At eleven o’clock came simultaneously Inspector Bennett, from Scotland Yard, and Mr. Colson’s lawyer: a stout, middle-aged man, who had some information to give.
“Poor Colson always expected such a death. He had made an enemy, a powerful enemy, and he told me only two days ago that this man would stop at nothing.”
“Did he give his name?” asked the detective.
Tim waited breathlessly, expecting to hear Hildreth’s name mentioned, but the lawyer shook his head.
“Why did you see him two days ago? On any particular business?”
“Yes,” said Mr. Stamford, the lawyer. “I came here to make a will, by which this young gentleman was named as sole heir!”
“I?” said Tim incredulously. “Surely you’re mistaken?”
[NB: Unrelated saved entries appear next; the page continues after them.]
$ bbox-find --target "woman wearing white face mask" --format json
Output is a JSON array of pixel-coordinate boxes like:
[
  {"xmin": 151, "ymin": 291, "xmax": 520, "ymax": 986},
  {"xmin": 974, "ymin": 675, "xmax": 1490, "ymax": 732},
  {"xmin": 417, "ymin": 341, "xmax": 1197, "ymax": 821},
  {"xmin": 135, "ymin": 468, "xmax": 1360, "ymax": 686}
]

“No, Mr. Lensman. I don’t mind admitting that, when he told me how he wished to dispose of his property, I urged him against leaving his money to one who, I understand, is a comparative stranger. But Mr. Colson had great faith in you, and said that he had made a study of your character and was satisfied that you could carry on his work. That was the one thing which worried him, the possibility of his life’s work being broken off with no successor to take it up when he put it down. There is a clause in the will which makes it possible for you to operate his property immediately.”
Tim smiled sadly. “I don’t know what operating his property’ means,” he said. And then, as a thought struck him: “Unless he refers to his speculations. The Stock Exchange is an unknown country to me. Has any discovery been made about the man in the motor-launch?”
Inspector Bennett nodded.
“The launch was found abandoned in a local reach of the Thames,” he said. “The murderer must have landed and made his way on foot. By the way, do you know he is wounded? We found traces of blood on the launch.”
Tim nodded. “I had an idea I winged him,” he said. “The brute!”
Late that afternoon there was a sensational discovery: the body of a man was found, lying amidst the weeds three miles down the river. He had been shot with a revolver.
“He is our man undoubtedly,” said the inspector, who brought the news. “There is a shot wound in his shoulder.”
“But I did not use a rifle or a revolver,” said Tim, puzzled.
“Somebody else did,” said the inspector grimly. “Dead men tell no tales.”
“Where was he found?”
“Near Mr. Hildreth’s private landing stage —” began the inspector.
“Hildreth?” Tim stared at him open-mouthed. “Has Hildreth got a property near here?”
“Oh, yes; he has a big estate about three miles down the river.” The detective was eyeing the boy keenly. “What do you know about Mr. Hildreth?”
In a few words Tim told of the interview which he had witnessed, and the detective frowned.
“It can only be a coincidence that the man was found on his estate,” he said. “Mr. Hildreth is a very rich man and a Justice of the Peace.”
Nevertheless, he did not speak with any great conviction, and Tim had the impression that Bennett’s view of Hildreth was not such an exalted one as he made out.
Borrowing the old motor-bicycle of the science master, he rode over to Bisham and broke the news to Chap West and his sister. The girl was horrified.
“But, Tim, it doesn’t seem possible!” she said. “Why should they do it? The poor old man!”
When Chap had recovered from the shock of the news, he advanced a dozen theories in rapid succession, each more wildly improbable than the last; but all his theorising was silenced when Tim told him of Colson’s will.
“I’m only a kid, and absolutely unfitted for the task he has set me,” Tim said quietly; “but I am determined to go on with his work, and shall secure the best technical help I can to reconstitute the apparatus which has been destroyed.”
“What do you think is behind it?” asked Chap.
Tim shook his head. “Something beyond my understanding,” he replied. “Mr. Colson made a discovery, but what that discovery was we have to learn. One of the last things he told me was that he had written out a full account of his investigations, and I am starting an immediate search for that manuscript. And then there is the stone in the grounds, with all those queer figures and letters which have to be deciphered.”
“Have you any idea what the nature of the discovery was?” asked Chap.
“Yes, I think I have,” he said. “Mr. Colson was undoubtedly in communication with another planet!”